Шалим молча извлек из-под полы бурки порыжевшую от свежей крови шашку.
— Черт, — нахмурился Иван и шагнул к адъютанту. — Дурак. Тебя пошли богу молиться, а ты готов и церковь обокрасть.
— Она не даваль, она кричаль, — оправдывался кунак, — я его рубыл: так и так!..
— Дурак с замочкой, — повторил бригадный, но, глянув на добычу, сейчас же добавил. — Хотя… кобыла мне нужнее, а кобыла, видать, добрая.
Высоконогая, собранная, среднего веса, гибкая, как щука, она косила на своего нового хозяина нежным глазом, прядала лисьими ушками и, точно прося ходу, потряхивала сухой головкой.
— Как ее… звать?
— Торопылся, забыл спросить, — ухмыльнулся Шалим, оттирая клинок песком и суконкой.
— Назову ее Стрелой… Стрела… Стрелка… — Чернояров подтянул подпруги и, не ставя ноги в стремя, махнул в седло и поскакал в степь объезжать кобылу.
Затихал и Черный Рынок, пропуская остатки армии через свои разгромленные улицы, на которых были сожжены заборы, плетни, крылечки и дощаные настилы тротуаров.
На краю города в раскрытом хлеву сидели однополчане — Максим Кужель, Григоров и Яков Блинов. Перед ними — на разостланной шинели — ведро вина, коврига хлеба и несколько печеных в золе картошек. Отслужившие свою службу винтовки были отставлены в угол.
Пили молча.
Казачья шашка и офицерская пуля выстелили полк по ставропольским степям. При переправе через реку Калаус белые отбили обоз, в котором ехали жена и больная дочь Григорова, — он не знал, что стало с ними. Под станицей Наурской ночью напоролись на засаду и потеряли последние пулеметы и последнюю батарею. Остатки полка рассеялись по дорогам. Максим на ногах переболел испанкой и брюшным тифом. Блинова дважды контузило — перекошенное лицо его беспрерывно дергалось, левая нога загребала, руки не слушались и не могли сразу схватить со стола ложку или кусок хлеба.
— Конец, друзья, всему конец, — как бы про себя тихо вымолвил Григоров. Он неторопливо просматривал записную книжку и уничтожал лист за листом.
Все трое опять долго молчали.
Где-то, со стороны Кизляра, погромыхивали пушки.

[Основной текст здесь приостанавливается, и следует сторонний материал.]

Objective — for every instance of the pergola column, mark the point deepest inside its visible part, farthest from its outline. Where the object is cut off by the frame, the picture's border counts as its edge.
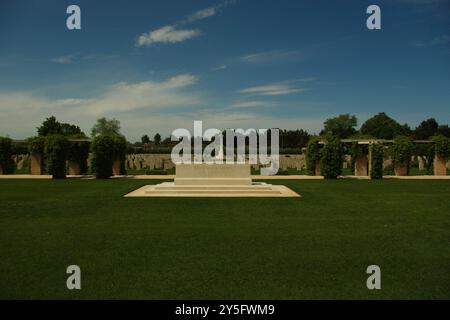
(317, 169)
(116, 167)
(439, 165)
(401, 170)
(361, 165)
(36, 164)
(74, 168)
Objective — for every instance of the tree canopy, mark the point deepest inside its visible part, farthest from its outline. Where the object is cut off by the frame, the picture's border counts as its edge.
(381, 126)
(342, 126)
(106, 127)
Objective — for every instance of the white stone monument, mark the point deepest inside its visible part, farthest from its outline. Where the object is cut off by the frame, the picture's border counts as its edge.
(213, 180)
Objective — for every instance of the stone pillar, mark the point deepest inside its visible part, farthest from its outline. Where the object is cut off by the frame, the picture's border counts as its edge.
(317, 171)
(421, 163)
(400, 170)
(439, 166)
(361, 165)
(36, 164)
(116, 167)
(74, 168)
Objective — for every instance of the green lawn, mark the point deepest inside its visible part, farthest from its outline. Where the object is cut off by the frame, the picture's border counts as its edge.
(314, 247)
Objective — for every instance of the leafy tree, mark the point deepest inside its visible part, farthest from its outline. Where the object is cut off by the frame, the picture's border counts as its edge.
(342, 126)
(381, 126)
(426, 129)
(444, 130)
(56, 148)
(50, 126)
(106, 127)
(145, 139)
(401, 151)
(293, 138)
(157, 139)
(68, 129)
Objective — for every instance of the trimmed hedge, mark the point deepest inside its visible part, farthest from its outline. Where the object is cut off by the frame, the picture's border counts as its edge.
(376, 158)
(331, 158)
(56, 148)
(105, 149)
(312, 155)
(6, 162)
(36, 145)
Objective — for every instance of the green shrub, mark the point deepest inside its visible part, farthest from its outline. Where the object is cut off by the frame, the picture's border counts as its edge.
(120, 152)
(376, 159)
(6, 162)
(56, 148)
(312, 155)
(79, 153)
(355, 151)
(331, 158)
(156, 172)
(36, 145)
(102, 148)
(442, 146)
(401, 151)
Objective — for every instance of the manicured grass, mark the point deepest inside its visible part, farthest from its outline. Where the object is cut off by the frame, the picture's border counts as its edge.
(314, 247)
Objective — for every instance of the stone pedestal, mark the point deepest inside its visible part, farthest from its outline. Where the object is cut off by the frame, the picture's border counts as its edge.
(361, 165)
(317, 169)
(213, 174)
(36, 164)
(116, 167)
(401, 170)
(74, 168)
(439, 166)
(213, 180)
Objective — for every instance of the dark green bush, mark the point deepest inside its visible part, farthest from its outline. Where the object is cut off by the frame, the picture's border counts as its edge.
(442, 146)
(79, 153)
(156, 172)
(331, 158)
(6, 162)
(36, 145)
(401, 151)
(102, 148)
(56, 148)
(312, 155)
(376, 159)
(120, 152)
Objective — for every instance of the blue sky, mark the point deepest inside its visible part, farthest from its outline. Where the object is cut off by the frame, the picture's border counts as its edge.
(159, 65)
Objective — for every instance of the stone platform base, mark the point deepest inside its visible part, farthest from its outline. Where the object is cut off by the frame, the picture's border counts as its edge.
(169, 189)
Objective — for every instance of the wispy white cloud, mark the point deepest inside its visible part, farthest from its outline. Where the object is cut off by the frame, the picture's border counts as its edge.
(440, 40)
(221, 67)
(269, 56)
(252, 104)
(167, 34)
(25, 110)
(174, 33)
(67, 59)
(275, 89)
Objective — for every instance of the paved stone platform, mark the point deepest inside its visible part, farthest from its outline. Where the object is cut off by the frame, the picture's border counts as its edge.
(170, 189)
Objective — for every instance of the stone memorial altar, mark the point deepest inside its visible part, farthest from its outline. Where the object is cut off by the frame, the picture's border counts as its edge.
(213, 180)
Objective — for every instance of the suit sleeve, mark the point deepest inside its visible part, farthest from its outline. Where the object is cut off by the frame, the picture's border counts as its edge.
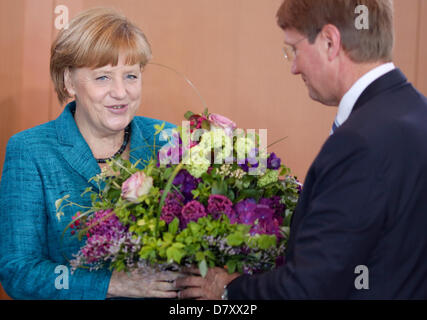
(343, 218)
(26, 272)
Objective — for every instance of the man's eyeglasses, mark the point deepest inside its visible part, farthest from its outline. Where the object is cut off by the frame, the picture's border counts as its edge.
(289, 51)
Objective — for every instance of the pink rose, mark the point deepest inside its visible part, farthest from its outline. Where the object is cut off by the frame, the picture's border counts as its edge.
(137, 185)
(221, 122)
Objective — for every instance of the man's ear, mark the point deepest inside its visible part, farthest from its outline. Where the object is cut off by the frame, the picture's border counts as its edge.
(332, 40)
(68, 82)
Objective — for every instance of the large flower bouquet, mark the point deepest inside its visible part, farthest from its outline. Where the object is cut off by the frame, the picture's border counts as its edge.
(212, 196)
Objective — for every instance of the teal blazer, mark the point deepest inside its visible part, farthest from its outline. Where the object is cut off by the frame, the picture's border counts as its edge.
(42, 165)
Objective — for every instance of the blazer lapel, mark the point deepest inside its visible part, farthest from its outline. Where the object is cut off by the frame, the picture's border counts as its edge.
(141, 145)
(74, 148)
(389, 80)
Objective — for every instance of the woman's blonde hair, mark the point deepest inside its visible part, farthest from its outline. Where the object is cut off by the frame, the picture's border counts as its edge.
(94, 39)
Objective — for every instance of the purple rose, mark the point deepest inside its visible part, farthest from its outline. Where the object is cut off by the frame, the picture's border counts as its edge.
(187, 182)
(273, 162)
(218, 205)
(192, 211)
(172, 207)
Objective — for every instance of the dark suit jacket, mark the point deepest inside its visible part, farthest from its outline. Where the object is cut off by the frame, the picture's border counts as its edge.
(364, 203)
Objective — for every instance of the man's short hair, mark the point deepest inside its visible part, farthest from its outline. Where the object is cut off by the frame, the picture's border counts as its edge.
(362, 45)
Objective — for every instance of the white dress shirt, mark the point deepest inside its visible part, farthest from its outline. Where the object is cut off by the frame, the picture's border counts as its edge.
(350, 97)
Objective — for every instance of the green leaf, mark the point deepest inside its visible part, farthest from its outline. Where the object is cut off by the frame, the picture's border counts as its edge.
(175, 252)
(231, 266)
(203, 267)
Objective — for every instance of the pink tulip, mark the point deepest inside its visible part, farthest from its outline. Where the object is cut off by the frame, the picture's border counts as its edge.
(136, 186)
(222, 122)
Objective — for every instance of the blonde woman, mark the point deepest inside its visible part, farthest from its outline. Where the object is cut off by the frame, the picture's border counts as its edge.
(98, 62)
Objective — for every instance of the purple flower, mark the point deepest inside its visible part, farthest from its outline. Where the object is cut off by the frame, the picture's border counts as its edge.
(105, 230)
(172, 207)
(273, 162)
(245, 210)
(260, 216)
(192, 211)
(188, 183)
(218, 205)
(275, 204)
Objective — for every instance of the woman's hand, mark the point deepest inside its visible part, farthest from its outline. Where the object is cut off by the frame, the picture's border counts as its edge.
(137, 284)
(212, 287)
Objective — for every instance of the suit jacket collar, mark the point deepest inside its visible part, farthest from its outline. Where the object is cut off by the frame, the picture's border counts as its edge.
(391, 79)
(77, 153)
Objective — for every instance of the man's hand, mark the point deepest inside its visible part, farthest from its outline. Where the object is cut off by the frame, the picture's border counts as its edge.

— Ехать надо, — вздохнул Максим и задумался. — Как и на чем ехать будем?
— Куда поедешь?
— Куда все, туда и мы.
— Брось…
— А тут чего высидим?.. Чу, кадетские пушки бухают?.. Того и гляди нагрянут, гады… Думай, не думай, а умней того не выдумаешь — утекать надо.
Григоров измятым котелком зачерпнул вина, медленно отпил и, обсосав ус, храпнул, как усталая лошадь.

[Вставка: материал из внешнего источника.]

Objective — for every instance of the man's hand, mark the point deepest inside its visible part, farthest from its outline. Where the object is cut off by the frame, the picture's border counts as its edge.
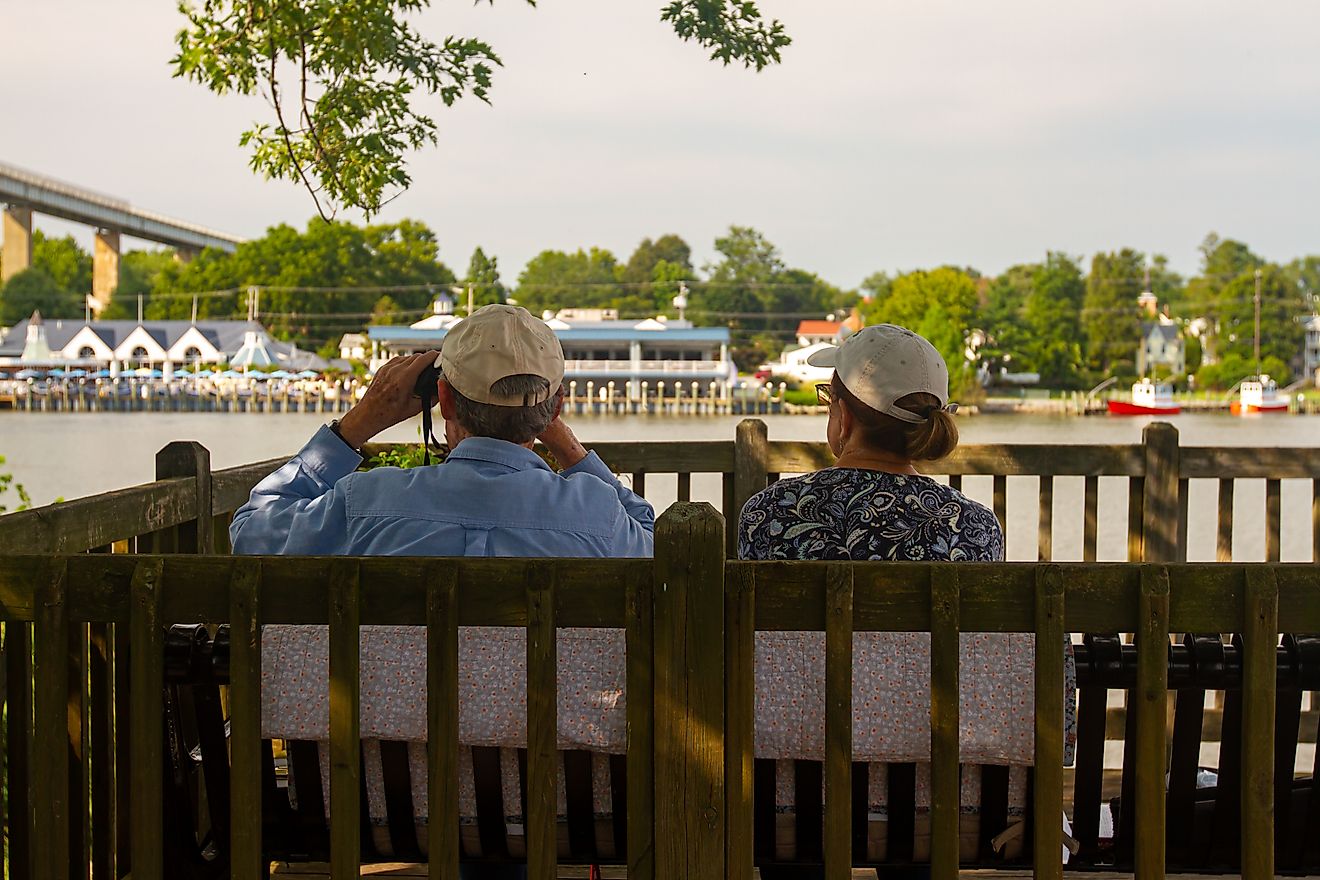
(562, 445)
(388, 401)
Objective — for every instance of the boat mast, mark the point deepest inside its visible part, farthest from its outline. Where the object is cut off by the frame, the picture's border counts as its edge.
(1257, 322)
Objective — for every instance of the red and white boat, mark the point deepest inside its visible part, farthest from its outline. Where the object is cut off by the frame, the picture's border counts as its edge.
(1149, 399)
(1258, 395)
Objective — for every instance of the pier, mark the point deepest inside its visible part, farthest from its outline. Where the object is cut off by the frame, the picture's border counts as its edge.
(93, 669)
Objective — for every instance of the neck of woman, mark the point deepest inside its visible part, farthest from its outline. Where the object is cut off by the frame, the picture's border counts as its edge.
(873, 459)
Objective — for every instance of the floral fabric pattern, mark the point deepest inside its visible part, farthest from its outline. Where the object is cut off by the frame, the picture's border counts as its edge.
(853, 513)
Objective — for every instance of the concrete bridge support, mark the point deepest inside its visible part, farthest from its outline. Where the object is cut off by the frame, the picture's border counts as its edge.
(104, 268)
(16, 255)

— Никуда не пойду… Свое сыграли… Баста.
— Баста… — тряхнул головой и Яков Блинов. — Всякую жизнь поглядели, умирать пора… Были у нас в руках хоромы и дворцы, да не довелось пожить в них… Не дают нам контрики в две ноздри дышать, загнали обратно в свиной хлев. Тут, верно, и помереть придется. — Он с тоской оглядел заляпанные говяхами дырявые стены и невесело засмеялся: — Эх, ты, сивка моя бурка, не довезла солдата до райских садов. Выпьем…

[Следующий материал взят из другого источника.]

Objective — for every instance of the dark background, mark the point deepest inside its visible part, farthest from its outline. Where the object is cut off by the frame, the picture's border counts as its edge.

Максим встал и сердито заговорил:
— От вас ли такое слышу, станишники?.. На войну с кадетами нас никто не гнал… Мы пошли по своей воле… Грудью, как это пишется в газетках, грудью вы встали за святое дело, не щадя ни жизни своей, ни хозяйства своего, ни семьи своей… Триста лет нас гнули, и отцов и дедов наших гнули…
— Брось, Максим Ларионыч… Я…
— Путь наш еще далек, — продолжал Максим, — а мы на полдороге начинаем спотыкаться и оглядываться назад… Кубань, Кубань… Да пропади она пропадом! По-старому-бывалому нам на ней не жить! За нами советская держава, сто или сколько там губерний… Только бы до Астрахани добраться, а там раздышимся и еще потягаемся с кадетами за райские сады, еще поедим золотых яблочков, еще вернемся на Кубань с музыкой, еще поплачут они от нас… А вы, головы, с большого ума чего надумали? Кадеты, с часу на час…
— Уж не мыслишь ли ты, Максим, что мы хотим к белым перебежать? — улыбнулся Григоров. — Нет, дружок… С кадетами нам одному богу не изливаться и одной соли не ёдывать.
— Ехать, ехать надо, — долбил свое Максим. — Лошаденка у нас хоть и плохонькая, а есть. В пути авось и другой разживемся.
— Никуда не поеду. Свое сыграл. Баста! — упрямо повторил Блинов и отвернулся.
Максим, волоча отекшие ноги, вышел.
Под навесом сарая дремала, уронив голову и распустив слюнявые губы, запряженная в двухколесную арбу буланая кобыленка.
— Но! — шлепнул ее Максим по крупу. — О грехах задумалась?.. — Сунул ей под морду горелую ржаную корку. — Набирайся паров, на тебя вся надежа.